Councillor Alex Rowley has warned that better planning and more investment are needed to ensure the land art project on the St Ninians open cast site next to Kelty is to succeed and deliver a sustainable visitor attraction for decades to come.
Mr Rowley spoke after he visited the site and following on from a recent meeting of the project steering group at which Scottish Coal planning consultants set out their vision for the area in a presentation. He said: “I am very impressed with the early stage development of the site and the vision of Professor Charles Jencks who is overseeing the land art design and implementation and is a world renounced authority on land art architecture.”
The Kelty councillor however expressed his disappointment at a presentation from Scottish Coal consultants on a master plan of the area. He said: “All they seemed to want to promote was a housing development in the middle of the site between Kingseat and Kelty. Even more alarming, the consultant gave examples from similar large scale projects from down south that he said had failed and become ‘white elephants’ because of a lack of sustainable investment and claimed the way to stop this happening here was to allow a new housing settlement to be built between Kelty and Kingseat.”
He continued: “To be brutally frank, my concern is that Scottish Coal are more interested in the future of their shareholders pockets than the future sustainability of this site. I have consistently expressed concern that if there is no long term plan for the management of this site and a clear investment plan over many years then we could easily find ourselves with a fenced off site and warning signs of no entry for the dangers inside. When this project came to planning I moved continuation time and time again asking for answers as I had the same concerns as the planners from Scottish Coal but I never saw a new housing settlement as the answer to the resources question. We were given assurances that the steering group would take all these points on board as the project was developed and a master plan was brought forward.”

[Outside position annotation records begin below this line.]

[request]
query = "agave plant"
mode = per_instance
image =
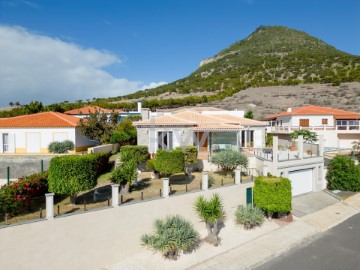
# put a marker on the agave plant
(211, 212)
(249, 216)
(172, 235)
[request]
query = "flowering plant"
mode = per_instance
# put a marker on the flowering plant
(16, 196)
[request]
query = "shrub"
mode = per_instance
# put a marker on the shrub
(229, 160)
(169, 162)
(72, 174)
(273, 194)
(249, 216)
(343, 174)
(61, 147)
(137, 153)
(210, 212)
(172, 235)
(17, 195)
(125, 173)
(102, 162)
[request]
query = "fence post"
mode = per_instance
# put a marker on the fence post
(49, 205)
(237, 176)
(8, 174)
(115, 195)
(165, 188)
(205, 181)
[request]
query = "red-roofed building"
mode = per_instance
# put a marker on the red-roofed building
(33, 133)
(339, 128)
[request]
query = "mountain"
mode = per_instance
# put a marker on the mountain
(270, 56)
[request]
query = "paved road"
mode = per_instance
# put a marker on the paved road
(338, 248)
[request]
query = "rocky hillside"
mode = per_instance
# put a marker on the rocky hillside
(270, 56)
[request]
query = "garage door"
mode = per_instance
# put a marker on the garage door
(33, 142)
(301, 181)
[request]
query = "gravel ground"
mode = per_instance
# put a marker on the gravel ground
(231, 236)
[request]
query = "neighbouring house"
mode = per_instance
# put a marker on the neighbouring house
(304, 166)
(211, 131)
(32, 134)
(85, 111)
(338, 127)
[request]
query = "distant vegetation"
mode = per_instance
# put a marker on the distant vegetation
(270, 56)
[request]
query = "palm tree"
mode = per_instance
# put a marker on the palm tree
(211, 212)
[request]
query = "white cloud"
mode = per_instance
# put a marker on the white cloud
(37, 67)
(153, 85)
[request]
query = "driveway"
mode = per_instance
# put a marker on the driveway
(311, 202)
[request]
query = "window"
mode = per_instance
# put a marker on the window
(304, 122)
(5, 142)
(165, 140)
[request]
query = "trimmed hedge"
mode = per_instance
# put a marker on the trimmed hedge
(273, 194)
(343, 174)
(136, 153)
(169, 162)
(61, 147)
(16, 196)
(72, 174)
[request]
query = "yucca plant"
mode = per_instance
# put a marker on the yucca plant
(249, 216)
(211, 212)
(172, 235)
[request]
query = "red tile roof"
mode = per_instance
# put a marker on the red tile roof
(40, 120)
(317, 110)
(90, 109)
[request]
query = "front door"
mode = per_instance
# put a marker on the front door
(202, 138)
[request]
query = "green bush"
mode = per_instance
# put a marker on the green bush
(16, 196)
(273, 194)
(169, 162)
(125, 173)
(172, 235)
(61, 147)
(137, 153)
(343, 174)
(72, 174)
(102, 162)
(249, 216)
(229, 160)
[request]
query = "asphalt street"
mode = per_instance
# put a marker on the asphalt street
(338, 248)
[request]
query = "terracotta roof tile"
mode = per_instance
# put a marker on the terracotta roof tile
(91, 109)
(44, 119)
(317, 110)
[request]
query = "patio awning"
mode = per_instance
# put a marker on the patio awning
(217, 127)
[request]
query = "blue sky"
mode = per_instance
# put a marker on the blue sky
(79, 49)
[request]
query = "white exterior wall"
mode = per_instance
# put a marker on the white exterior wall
(314, 120)
(18, 137)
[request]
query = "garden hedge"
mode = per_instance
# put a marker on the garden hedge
(169, 162)
(273, 194)
(137, 153)
(343, 174)
(72, 174)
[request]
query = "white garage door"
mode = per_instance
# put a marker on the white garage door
(301, 181)
(33, 142)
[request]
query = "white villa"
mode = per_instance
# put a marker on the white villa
(339, 128)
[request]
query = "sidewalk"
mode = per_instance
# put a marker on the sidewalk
(264, 248)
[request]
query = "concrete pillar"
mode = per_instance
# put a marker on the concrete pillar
(49, 205)
(301, 146)
(115, 195)
(205, 181)
(237, 176)
(265, 170)
(321, 145)
(166, 189)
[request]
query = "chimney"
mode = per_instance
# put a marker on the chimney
(139, 106)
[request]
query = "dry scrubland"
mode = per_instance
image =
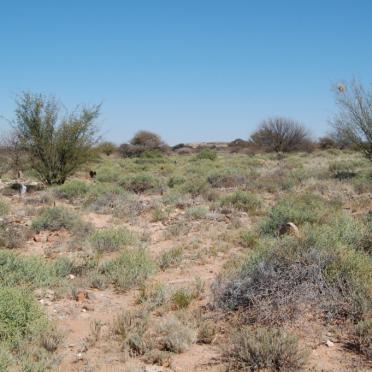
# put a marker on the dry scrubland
(175, 263)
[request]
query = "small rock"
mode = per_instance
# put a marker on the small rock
(329, 343)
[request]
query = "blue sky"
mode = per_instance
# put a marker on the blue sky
(190, 70)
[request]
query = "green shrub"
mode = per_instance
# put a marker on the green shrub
(13, 235)
(182, 298)
(170, 258)
(197, 213)
(131, 327)
(131, 268)
(248, 239)
(175, 181)
(140, 183)
(320, 272)
(74, 189)
(242, 201)
(207, 154)
(263, 348)
(111, 239)
(174, 335)
(226, 178)
(20, 315)
(4, 208)
(56, 150)
(56, 218)
(25, 271)
(299, 209)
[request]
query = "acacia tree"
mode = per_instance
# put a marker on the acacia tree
(353, 122)
(281, 135)
(56, 146)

Mr Rowley said that he has now written to Professor Jencks and would be meeting with him along with officials from Scottish Coal. He has also written to Fife Council planners asking for a meeting to go through the detail of the Land Art planning approval.

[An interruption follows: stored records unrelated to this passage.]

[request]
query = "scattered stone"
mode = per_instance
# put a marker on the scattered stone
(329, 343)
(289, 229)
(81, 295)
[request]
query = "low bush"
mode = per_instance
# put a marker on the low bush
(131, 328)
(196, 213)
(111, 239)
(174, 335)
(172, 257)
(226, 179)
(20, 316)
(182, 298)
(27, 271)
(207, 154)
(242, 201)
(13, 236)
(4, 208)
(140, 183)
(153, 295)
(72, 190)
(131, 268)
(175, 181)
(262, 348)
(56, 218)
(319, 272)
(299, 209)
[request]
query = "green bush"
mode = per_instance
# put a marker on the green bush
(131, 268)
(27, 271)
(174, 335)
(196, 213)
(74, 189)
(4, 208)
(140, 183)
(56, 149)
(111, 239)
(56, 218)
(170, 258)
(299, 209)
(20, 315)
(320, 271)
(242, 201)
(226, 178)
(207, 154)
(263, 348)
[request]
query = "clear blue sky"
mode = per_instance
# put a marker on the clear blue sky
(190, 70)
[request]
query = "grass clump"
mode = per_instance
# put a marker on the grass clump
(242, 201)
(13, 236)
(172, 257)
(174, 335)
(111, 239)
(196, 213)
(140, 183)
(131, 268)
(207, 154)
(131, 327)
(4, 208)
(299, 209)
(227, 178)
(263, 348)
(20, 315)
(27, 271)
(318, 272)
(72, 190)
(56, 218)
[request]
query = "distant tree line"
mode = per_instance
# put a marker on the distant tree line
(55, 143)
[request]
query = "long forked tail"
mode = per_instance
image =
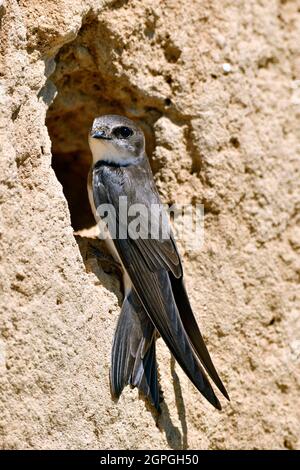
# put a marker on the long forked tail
(133, 360)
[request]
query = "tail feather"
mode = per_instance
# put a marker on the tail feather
(193, 332)
(133, 353)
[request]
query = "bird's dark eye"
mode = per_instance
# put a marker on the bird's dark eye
(122, 132)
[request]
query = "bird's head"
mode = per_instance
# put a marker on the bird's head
(116, 139)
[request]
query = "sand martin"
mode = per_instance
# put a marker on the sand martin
(156, 302)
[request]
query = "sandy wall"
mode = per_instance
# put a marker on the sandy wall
(215, 86)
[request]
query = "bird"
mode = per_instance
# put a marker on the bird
(155, 301)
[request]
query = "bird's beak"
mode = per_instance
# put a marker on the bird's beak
(100, 135)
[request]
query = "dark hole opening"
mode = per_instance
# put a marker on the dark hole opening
(88, 86)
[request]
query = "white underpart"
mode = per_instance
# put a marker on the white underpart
(103, 146)
(103, 149)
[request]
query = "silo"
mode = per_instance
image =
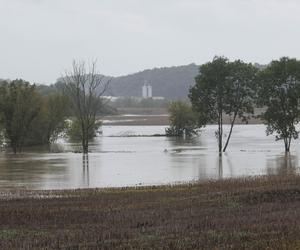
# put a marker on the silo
(145, 91)
(149, 94)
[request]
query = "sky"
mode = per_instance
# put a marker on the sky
(39, 39)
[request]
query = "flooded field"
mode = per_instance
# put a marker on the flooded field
(129, 156)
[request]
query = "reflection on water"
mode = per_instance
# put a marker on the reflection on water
(120, 159)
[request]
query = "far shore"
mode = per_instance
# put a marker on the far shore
(131, 119)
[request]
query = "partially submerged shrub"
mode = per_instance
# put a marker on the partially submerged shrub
(183, 120)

He concluded; “The potential of this project in terms of the future local economy is massive and could be a major boon for Kelty, Kingseat and the wider west Fife area but there are many important questions that need to be answered and for a Scottish Coal planner to suggest that the answer is a new housing settlement is simply not on.
Mr Rowley said he would also be speaking to local groups and organisations and asking them to join him in his attempts to secure a long term future for the site.